Den Checkpoint Affoltern erreichte ich glücklich, mit dem Wissen, die letzten ‘harten’ Berge hinter mir zu haben. Wahrscheinlich hat sich Herwig mehr gefreut als ich, und zwar auf seinen Joghurt!
Nach einem relativ kurzem Stopp, mit der gewohnten Prozedur Essen, Trinken, Trinkflaschen wechseln Banane in Trikotasche schieben, ging ich auf die vorletzte Etappe.
Die tolle Abfahrt und das wunderschöne Tal konnte ich jetzt nochmal genießen. Schön war zudem, dass der Rückenwind noch da war. Mein Hintern tat immer noch sehr weh, meine Fußsohlen schmerzten Zeitweise wieder stark. Aber es waren ja nur noch 76 km zu fahren - die letzten 10%!

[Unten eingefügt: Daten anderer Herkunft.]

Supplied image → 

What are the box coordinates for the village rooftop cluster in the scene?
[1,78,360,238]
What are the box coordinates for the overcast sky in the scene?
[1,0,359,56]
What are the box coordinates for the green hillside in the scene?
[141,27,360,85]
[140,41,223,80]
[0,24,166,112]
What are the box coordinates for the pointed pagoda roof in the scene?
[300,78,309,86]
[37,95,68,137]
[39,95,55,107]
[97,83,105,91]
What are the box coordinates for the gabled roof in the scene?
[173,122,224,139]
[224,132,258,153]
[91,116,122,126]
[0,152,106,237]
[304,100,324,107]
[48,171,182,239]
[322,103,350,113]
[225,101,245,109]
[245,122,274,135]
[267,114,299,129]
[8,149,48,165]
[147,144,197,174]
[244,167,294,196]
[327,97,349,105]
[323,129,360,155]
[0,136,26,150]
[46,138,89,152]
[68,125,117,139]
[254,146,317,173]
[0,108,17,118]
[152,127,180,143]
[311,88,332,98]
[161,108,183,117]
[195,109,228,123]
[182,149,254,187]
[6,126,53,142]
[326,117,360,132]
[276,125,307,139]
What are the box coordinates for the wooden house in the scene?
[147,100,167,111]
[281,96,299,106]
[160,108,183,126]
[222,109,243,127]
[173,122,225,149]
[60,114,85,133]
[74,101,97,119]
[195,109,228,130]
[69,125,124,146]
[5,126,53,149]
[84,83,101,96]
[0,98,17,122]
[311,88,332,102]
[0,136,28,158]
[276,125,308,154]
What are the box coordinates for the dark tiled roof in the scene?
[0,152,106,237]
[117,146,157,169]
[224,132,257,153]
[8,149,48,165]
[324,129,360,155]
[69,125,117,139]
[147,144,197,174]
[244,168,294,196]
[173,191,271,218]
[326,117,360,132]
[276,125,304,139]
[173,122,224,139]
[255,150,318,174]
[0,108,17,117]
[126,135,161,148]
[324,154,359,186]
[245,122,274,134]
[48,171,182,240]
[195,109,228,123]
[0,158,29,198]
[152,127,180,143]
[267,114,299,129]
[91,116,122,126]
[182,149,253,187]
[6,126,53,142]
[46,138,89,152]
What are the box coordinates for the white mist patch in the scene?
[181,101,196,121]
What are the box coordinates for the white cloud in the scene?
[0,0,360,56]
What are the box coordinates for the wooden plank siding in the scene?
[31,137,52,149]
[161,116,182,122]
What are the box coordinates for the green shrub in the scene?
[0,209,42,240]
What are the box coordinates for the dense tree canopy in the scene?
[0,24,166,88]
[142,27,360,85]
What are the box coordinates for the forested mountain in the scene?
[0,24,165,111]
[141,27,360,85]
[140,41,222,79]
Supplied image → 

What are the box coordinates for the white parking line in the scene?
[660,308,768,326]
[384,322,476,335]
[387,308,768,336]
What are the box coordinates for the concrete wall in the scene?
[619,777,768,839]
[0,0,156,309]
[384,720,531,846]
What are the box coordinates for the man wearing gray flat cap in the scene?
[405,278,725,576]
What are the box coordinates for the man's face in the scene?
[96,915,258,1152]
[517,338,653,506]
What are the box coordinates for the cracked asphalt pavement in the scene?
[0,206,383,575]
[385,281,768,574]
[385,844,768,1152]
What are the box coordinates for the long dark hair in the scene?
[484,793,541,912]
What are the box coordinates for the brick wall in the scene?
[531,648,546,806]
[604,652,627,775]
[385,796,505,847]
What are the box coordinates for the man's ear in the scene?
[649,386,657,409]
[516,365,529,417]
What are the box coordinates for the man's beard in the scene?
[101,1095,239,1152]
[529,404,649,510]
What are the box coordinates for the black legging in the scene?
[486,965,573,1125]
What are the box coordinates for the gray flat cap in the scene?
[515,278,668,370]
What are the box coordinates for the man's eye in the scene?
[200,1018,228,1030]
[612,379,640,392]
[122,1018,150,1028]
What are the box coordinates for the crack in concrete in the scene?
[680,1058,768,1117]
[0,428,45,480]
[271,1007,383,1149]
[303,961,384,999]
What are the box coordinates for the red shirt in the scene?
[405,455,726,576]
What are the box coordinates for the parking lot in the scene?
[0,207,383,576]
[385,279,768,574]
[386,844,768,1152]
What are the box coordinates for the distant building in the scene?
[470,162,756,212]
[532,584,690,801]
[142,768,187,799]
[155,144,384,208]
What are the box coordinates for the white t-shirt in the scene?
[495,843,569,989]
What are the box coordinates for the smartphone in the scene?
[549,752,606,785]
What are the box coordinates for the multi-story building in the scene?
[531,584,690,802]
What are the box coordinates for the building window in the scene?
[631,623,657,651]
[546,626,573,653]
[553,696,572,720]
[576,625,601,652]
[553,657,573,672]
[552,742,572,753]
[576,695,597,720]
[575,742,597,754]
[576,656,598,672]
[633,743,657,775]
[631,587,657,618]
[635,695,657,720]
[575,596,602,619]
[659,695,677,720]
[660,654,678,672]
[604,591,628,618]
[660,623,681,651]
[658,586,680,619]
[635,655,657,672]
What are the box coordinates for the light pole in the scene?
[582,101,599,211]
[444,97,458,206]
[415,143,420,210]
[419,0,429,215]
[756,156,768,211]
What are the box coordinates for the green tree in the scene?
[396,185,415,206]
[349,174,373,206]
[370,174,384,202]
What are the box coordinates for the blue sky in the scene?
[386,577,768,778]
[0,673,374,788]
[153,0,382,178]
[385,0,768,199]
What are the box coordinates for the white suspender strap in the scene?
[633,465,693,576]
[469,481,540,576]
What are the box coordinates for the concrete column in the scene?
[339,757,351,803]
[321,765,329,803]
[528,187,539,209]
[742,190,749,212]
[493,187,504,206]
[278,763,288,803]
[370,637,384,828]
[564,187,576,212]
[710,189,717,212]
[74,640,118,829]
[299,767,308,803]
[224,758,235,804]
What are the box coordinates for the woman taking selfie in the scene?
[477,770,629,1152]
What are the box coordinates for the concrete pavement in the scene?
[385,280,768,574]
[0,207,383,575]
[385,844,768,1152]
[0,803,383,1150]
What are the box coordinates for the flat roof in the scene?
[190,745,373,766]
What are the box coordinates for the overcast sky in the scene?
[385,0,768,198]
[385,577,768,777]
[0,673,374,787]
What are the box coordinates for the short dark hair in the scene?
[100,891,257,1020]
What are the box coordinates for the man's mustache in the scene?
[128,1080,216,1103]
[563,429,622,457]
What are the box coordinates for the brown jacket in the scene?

Meine Beine fühlten sich noch seht gut an und ich konnte es auf dieser Etappe wieder richtig laufen lassen. Zeiten habe ich aufgrund des ‘ausgestiegenen Tachos’ leider nicht mehr. Die Themperaturen waren wieder sehr hoch. Die Sonne brannte mir richtig auf meine dunkelblaue Hose, ein nicht unangenehmes Gefühl!
Den Checkpoint in Stettlen erreichte ich vor dem Begleitfahrzeug. Kurz Stempeln und - seit langem - konnte ich mal wieder eine Banane Essen. Ich war bereit zur Weiterfahrt, musste aber noch kurz auf das Begleitfahrzeug warten, die bei einem Tankstopp aufgehalten wurden. Volle Trinkflaschen bekam ich unterwegs.
Ich war auf der letzten Etappe!
Noch 46 km lagen vor mir - leider mit viel Gegenwind. Zu diesem Zeitpunkt hatte ich fast 700 km in den Beinen, 150 km mehr wie letztes Jahr in Norwegen! Ein tolles Gefühl.
Anders erging es da meinem Hintern und meinen Fußsohlen; die konnten das Ende kaum
erwarten!
Vor mir lag die kurze Abfahrt mit anschließendem Anstieg in das Garuholz. Genau unten im Scheitelpunkt senkten sich die Schranken des Bahnüberganges und nach einer Vollbremsung hieß es 2 Minuten
warten. Als Strafe hierfür durfte ich den Anstieg dann auch noch ohne Schwung in Angriff nehmen. Das Grauholz schreckte mich aber nicht mehr, der Anstieg war mir ja von ‘vorhin’ bekannt.
Zermürbend war der ständige Gegenwind, der kein bischen nachgelassen hatte. Auf den letzten 20 km zählte ich mit
schmerzendem Hintern und stechend-brennenden Fußsohlen alle 100 Meter zurück. Irgendwo zog noch ein einsamer Elite-Fahrer der 600km-Strecke an mir vorbei, dem ich nicht mehr folgen konnte.
Wangen an der Aare war erreicht - noch eine Schlaufe mit 3 km - oder doch die Abkürzung und nur noch 1 km fahren? Nein, nicht so kurz vor dem Ziel - alles, jeder Meter, wird gefahren!
Der letzte Kilometer der Schleife war ein leichter Anstieg, den ich bei der ersten Durchfahrt auch gefahren war und keine Hammersteigung, eine kurze Abfahrt entlang der Autobahn, vorbei am Parkplatz
vor dem Start-/Zielbereich, der letzte Hügel hoch und ich war im Ziel! Schnell noch abstempeln - und FERTIG!
Lt. Tacho war ich 741,75 km gefahren, was der Streckenlänge Plus Verfahren in Küssnacht
nahekommt.
Reine Fahrzeit war ich 25:21 Std. unterwegs, mit Pausen und Stopps 28:46 Std.
Ich hatte mich für eine Teilnahme am Solo-RAAM in den nächsten 3 Jahren qualifiziert!